Мы привыкли думать о характере человека либо как о бросающейся в глаза схеме поведения, либо как о проявлении его общей цели и намерений. Но если мы посмотрим на человека в непростые моменты, когда он должен действовать в соответствии с этическими нормами, то увидим, что все наблюдаемое в нем есть динамическое проявление совокупности ума, тела и духа – его личности, которая должна действовать с достоинством, прямотой и решительностью. Прочные этические и моральные установки неминуемо формируются через тело, которое должно быть внутренне спокойным, а внешне готовым к действию. Такой человек расслаблен без расхлябанности и силен без излишней жесткости, он может эффективно совершать определенные решающие действия или же демонстрировать величественное самообладание.
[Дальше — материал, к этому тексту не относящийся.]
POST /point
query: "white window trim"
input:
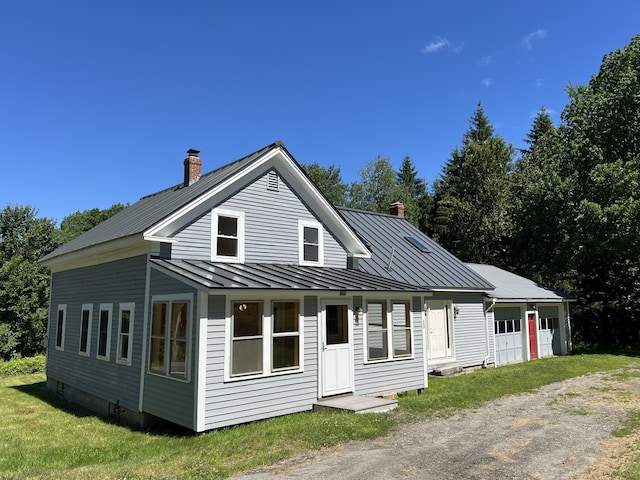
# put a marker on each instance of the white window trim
(301, 260)
(214, 235)
(131, 306)
(187, 297)
(267, 337)
(61, 308)
(105, 307)
(88, 307)
(365, 336)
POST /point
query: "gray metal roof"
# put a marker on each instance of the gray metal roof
(274, 276)
(510, 286)
(151, 209)
(396, 258)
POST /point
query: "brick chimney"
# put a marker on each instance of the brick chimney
(192, 167)
(397, 209)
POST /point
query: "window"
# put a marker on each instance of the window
(265, 338)
(61, 326)
(310, 243)
(169, 338)
(104, 331)
(228, 233)
(286, 337)
(125, 331)
(85, 328)
(380, 336)
(246, 342)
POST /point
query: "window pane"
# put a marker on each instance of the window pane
(311, 235)
(157, 355)
(228, 226)
(103, 330)
(285, 317)
(179, 320)
(247, 319)
(159, 316)
(246, 357)
(125, 318)
(84, 329)
(178, 364)
(285, 352)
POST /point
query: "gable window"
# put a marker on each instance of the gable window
(310, 243)
(125, 331)
(388, 327)
(265, 338)
(168, 354)
(61, 326)
(85, 328)
(228, 236)
(104, 331)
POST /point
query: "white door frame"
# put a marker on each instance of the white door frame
(327, 354)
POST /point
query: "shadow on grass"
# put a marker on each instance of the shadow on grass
(39, 391)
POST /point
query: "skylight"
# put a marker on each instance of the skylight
(418, 244)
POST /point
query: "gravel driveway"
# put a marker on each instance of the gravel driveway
(560, 431)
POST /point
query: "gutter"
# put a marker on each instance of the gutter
(486, 332)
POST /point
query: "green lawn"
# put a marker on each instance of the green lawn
(43, 437)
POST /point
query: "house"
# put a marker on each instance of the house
(230, 297)
(530, 320)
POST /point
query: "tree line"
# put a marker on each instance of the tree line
(563, 211)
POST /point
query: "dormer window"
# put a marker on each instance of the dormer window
(310, 243)
(228, 236)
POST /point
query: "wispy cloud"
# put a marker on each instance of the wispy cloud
(527, 41)
(436, 45)
(484, 61)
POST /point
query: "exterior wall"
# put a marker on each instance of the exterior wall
(271, 228)
(390, 376)
(470, 331)
(169, 398)
(245, 400)
(115, 282)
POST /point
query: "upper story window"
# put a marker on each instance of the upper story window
(310, 244)
(228, 236)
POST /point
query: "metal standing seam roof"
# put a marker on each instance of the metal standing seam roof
(153, 208)
(510, 286)
(216, 275)
(395, 258)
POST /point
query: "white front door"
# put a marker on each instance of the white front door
(439, 329)
(336, 350)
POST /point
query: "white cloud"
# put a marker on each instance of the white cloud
(527, 41)
(484, 61)
(436, 45)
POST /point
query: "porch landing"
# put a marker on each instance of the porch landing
(356, 404)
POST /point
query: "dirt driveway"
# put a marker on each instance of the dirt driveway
(560, 431)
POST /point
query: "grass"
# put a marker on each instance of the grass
(44, 437)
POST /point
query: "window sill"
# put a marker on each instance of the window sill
(279, 373)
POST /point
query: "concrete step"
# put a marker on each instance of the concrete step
(356, 404)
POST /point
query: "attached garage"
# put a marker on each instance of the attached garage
(530, 320)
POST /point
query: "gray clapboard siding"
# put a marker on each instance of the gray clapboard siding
(253, 399)
(115, 282)
(271, 228)
(165, 397)
(400, 375)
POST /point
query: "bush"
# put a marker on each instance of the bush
(22, 366)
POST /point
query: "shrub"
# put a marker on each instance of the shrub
(22, 366)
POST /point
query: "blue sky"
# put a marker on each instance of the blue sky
(99, 101)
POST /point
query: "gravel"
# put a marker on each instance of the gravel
(562, 430)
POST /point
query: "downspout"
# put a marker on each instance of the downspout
(486, 332)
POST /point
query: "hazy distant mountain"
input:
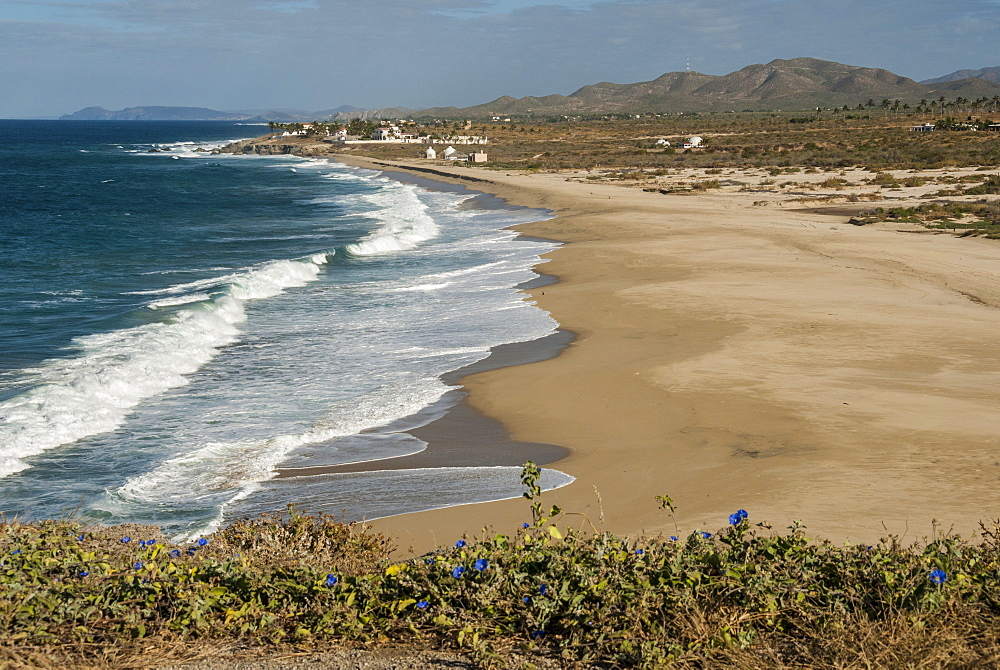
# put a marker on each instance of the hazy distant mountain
(988, 73)
(800, 83)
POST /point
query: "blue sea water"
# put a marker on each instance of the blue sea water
(176, 324)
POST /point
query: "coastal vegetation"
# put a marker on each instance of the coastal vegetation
(557, 591)
(825, 141)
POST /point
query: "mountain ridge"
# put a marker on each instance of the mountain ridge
(794, 84)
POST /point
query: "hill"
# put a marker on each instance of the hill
(991, 74)
(799, 83)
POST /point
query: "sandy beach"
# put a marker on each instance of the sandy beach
(734, 352)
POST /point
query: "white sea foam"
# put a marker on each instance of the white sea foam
(223, 473)
(78, 397)
(404, 218)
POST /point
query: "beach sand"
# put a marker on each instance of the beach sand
(734, 352)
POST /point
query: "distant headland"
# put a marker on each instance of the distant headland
(796, 84)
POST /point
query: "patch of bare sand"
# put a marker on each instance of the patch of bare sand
(739, 356)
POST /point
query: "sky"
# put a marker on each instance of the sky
(59, 56)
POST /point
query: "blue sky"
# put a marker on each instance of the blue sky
(59, 56)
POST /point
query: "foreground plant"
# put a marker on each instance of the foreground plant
(587, 598)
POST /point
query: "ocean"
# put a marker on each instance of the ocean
(175, 325)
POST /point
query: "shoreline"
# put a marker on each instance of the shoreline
(458, 435)
(733, 355)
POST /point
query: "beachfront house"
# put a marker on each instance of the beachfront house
(451, 154)
(384, 134)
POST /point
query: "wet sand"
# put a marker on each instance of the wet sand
(735, 351)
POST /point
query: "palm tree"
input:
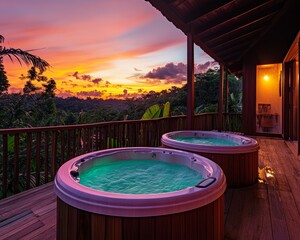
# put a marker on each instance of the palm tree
(21, 56)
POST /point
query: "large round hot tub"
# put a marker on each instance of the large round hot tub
(171, 193)
(237, 155)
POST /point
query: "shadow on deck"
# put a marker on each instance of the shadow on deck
(269, 209)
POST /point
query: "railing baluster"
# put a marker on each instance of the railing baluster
(62, 147)
(4, 166)
(16, 163)
(69, 141)
(53, 154)
(28, 159)
(46, 147)
(38, 159)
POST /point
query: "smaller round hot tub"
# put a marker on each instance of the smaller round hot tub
(140, 193)
(237, 155)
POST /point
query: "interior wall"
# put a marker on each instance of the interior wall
(269, 98)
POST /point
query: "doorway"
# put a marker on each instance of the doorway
(269, 99)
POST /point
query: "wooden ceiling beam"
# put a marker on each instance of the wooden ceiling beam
(204, 9)
(239, 30)
(246, 16)
(243, 37)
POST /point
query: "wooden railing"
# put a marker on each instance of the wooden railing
(30, 157)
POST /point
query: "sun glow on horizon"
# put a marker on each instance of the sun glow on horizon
(97, 51)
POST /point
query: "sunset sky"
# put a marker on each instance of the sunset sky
(97, 48)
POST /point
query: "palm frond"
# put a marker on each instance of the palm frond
(26, 57)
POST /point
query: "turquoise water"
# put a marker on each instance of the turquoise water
(207, 141)
(140, 177)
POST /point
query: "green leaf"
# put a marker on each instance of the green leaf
(152, 112)
(166, 110)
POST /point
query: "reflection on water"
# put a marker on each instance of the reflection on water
(265, 173)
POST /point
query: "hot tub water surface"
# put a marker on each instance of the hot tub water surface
(187, 211)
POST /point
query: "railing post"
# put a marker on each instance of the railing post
(190, 82)
(221, 96)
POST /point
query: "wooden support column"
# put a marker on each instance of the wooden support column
(298, 103)
(226, 91)
(221, 98)
(190, 83)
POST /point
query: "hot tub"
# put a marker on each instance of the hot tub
(193, 212)
(237, 155)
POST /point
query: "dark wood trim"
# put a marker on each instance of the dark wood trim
(190, 82)
(226, 91)
(298, 103)
(249, 99)
(221, 98)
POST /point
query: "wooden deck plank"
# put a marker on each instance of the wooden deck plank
(269, 209)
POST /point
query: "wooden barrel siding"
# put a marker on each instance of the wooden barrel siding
(206, 222)
(241, 169)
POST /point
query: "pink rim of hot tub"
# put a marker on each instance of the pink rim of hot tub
(246, 144)
(140, 205)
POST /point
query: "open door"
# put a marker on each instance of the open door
(269, 99)
(290, 87)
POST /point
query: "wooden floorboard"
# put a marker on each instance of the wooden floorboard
(269, 209)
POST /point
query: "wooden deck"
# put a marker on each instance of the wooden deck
(269, 209)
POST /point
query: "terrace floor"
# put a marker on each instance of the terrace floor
(269, 209)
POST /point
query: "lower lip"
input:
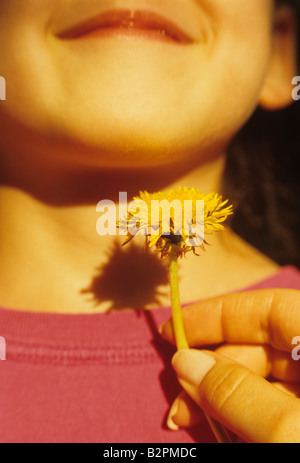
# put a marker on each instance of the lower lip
(140, 33)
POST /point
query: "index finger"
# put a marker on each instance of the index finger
(267, 316)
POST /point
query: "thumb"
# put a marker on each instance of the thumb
(239, 399)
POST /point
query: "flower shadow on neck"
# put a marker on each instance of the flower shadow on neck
(130, 279)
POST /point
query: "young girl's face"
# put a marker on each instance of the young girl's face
(132, 98)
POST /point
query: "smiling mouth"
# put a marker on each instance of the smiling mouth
(141, 24)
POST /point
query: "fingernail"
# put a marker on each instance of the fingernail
(192, 365)
(161, 328)
(173, 412)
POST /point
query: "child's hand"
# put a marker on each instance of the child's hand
(257, 331)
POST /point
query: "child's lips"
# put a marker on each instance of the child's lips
(141, 23)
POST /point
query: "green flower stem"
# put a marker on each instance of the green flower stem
(219, 431)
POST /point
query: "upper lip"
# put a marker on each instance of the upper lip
(139, 19)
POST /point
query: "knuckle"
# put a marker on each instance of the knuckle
(287, 427)
(224, 386)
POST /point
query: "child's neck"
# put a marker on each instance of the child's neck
(53, 260)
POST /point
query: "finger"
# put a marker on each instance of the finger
(241, 400)
(270, 316)
(263, 360)
(256, 358)
(292, 389)
(184, 413)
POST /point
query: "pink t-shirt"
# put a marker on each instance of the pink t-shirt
(94, 378)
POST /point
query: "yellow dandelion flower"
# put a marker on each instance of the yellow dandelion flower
(175, 221)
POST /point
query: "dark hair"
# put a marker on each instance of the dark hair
(262, 180)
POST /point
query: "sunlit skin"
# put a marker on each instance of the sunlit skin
(89, 118)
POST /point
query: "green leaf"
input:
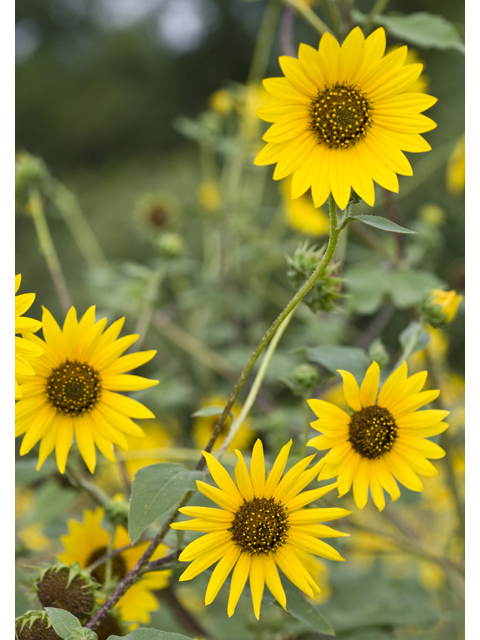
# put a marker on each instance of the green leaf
(63, 621)
(156, 490)
(334, 357)
(407, 288)
(422, 340)
(207, 412)
(423, 30)
(382, 223)
(306, 612)
(150, 634)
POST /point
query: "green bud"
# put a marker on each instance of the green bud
(82, 633)
(378, 353)
(69, 588)
(305, 377)
(35, 625)
(327, 290)
(116, 512)
(170, 245)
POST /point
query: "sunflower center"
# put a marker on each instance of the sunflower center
(73, 388)
(118, 571)
(260, 526)
(340, 115)
(372, 431)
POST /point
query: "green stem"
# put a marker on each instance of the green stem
(301, 293)
(235, 426)
(81, 231)
(264, 41)
(309, 15)
(48, 249)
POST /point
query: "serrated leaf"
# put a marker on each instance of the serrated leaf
(423, 30)
(207, 412)
(382, 223)
(156, 490)
(306, 612)
(334, 357)
(62, 621)
(422, 340)
(150, 634)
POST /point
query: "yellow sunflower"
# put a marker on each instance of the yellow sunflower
(87, 542)
(74, 390)
(24, 349)
(342, 117)
(381, 440)
(261, 525)
(203, 426)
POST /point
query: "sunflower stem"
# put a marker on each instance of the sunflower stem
(301, 293)
(309, 15)
(235, 426)
(48, 250)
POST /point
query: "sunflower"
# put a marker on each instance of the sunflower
(74, 387)
(342, 117)
(379, 441)
(24, 349)
(87, 542)
(203, 426)
(261, 525)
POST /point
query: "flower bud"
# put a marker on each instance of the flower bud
(324, 293)
(35, 625)
(69, 588)
(439, 308)
(170, 245)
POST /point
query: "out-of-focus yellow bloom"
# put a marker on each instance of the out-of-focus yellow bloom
(421, 84)
(448, 301)
(456, 169)
(301, 214)
(203, 426)
(221, 101)
(209, 196)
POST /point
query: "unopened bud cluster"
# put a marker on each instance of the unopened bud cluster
(327, 290)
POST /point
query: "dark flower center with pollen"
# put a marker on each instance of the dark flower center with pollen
(340, 115)
(373, 432)
(260, 526)
(73, 388)
(118, 570)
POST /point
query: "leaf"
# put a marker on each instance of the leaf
(63, 621)
(407, 288)
(334, 357)
(423, 30)
(207, 412)
(150, 634)
(382, 223)
(157, 489)
(423, 337)
(306, 612)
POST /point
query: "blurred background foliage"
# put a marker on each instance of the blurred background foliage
(115, 96)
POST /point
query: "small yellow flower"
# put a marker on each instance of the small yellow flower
(87, 542)
(203, 426)
(209, 196)
(301, 214)
(261, 526)
(76, 390)
(25, 350)
(381, 440)
(221, 101)
(448, 302)
(456, 169)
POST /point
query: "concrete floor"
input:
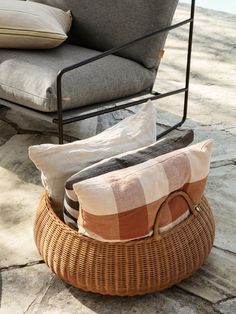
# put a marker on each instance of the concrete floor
(28, 286)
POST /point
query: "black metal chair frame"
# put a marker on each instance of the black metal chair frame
(65, 117)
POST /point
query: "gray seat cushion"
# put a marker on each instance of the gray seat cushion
(29, 77)
(104, 24)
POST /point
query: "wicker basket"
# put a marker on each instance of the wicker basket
(131, 268)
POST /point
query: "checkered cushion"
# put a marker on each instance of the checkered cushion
(122, 205)
(121, 161)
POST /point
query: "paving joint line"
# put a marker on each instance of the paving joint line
(3, 269)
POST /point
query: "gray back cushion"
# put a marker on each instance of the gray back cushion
(104, 24)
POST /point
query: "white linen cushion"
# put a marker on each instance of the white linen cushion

Когда Томас Джефферсон говорил о том, что Вашингтон держался в седле лучше, чем кто-либо из его современников, это не просто дань уважения мастерству Вашингтона-наездника.[4] В этом наблюдении выразилась сила взаимосвязи между внутренней уравновешенностью президента и его нравственным авторитетом. Джефферсон предположил присутствие у президента этих качеств по одному тому, как он ездит верхом, а я добавлю, что то же самое можно сделать, наблюдая за тем, как человек ходит, ведет себя в необычной ситуации или, к примеру, стрижет газон. По всему этому возможно оценить его личную силу, самообладание, уравновешенность, способность к действию, умение слушать и ответственность. Наблюдая, как человек проявляет себя в своем теле, можно многое сказать о том, что он за личность. Это напоминает о высказывании известного гольфиста Арнольда Палмера: «Я могу выяснить все, что мне необходимо знать о человеке, понаблюдав за тем, как он пройдет свои восемнадцать лунок».
Точка зрения, которую я предлагаю здесь, заставляет пересмотреть традиционную интерпретацию личности, в которой основной упор делается на чрезмерное развитие одной-единственной стороны индивидуальности, и зачастую в ущерб другим сторонам. То же самое относится к картезианскому видению, которое разделяет разум, тело и эмоции, что неминуемо ставит характер в зависимость от того, что говорит человек. Более верное толкование предполагает взгляд на личность как на воплощение способа существования, отражающего ее целостность. Кроме того, такое положение дает основу идеи о том, что личность неразрывным образом связана с теми способами, которыми человек выражает себя через свое тело.
Здесь жизненно важно понять, что развитие лидерской харизмы через самосовершенствование не стоит путать с тренировкой самооценки, личностным ростом или саморазвитием. Говорю это потому, что вековая традиция самосовершенствования – жесткая борьба по превращению своих недостатков в достоинства, а добродетелей – в мастерские действия; эта борьба вела к обретению личностью своей истинной сущности и служению другим и деградировала в XX веке в индустрию «быстрых и эффективных» курсов по саморазвитию. Эта тенденция и сопутствующая ей приверженность ко всему материальному, поверхностному, а также нарциссизм, названный Уолтом Уитманом «великим американским экспериментом по сотворению меня», привели к тому, что путь самосовершенствования стал далек от делового мира, армии и правительственных кругов, поскольку ассоциировался с чем-то легкомысленным и не достойным серьезного внимания. Такое отношение стало причиной критической пустоты в деле развития лидерских качеств, пустоты, за которую мы платим утратой нашей человечности, здоровья и способности выявлять лучшее в самих себе и в окружающих.
* * *
Лидеры самосовершенствуются, чтобы лучше служить другим.
И на Востоке, и на Западе есть традиция с тысячелетней историей, по которой путь самосовершенствования трактуется как достижение все больших высот в служении людям. Это не способ самовозвеличивания, а путь, на котором мы можем расти и преобразовывать себя, чтобы расширить горизонт наших желаний. Сравните этот подход с тем, что говорил более двух тысяч лет тому назад Платон: «Мы станем лучше и храбрее в том случае, если будем связаны обязательствами и будем стремиться чего-либо добиваться, а не станем потворствовать своей фантазии о том, что все уже знаем, и не сочтем, что нет надобности пытаться узнать то, чего мы пока не знаем».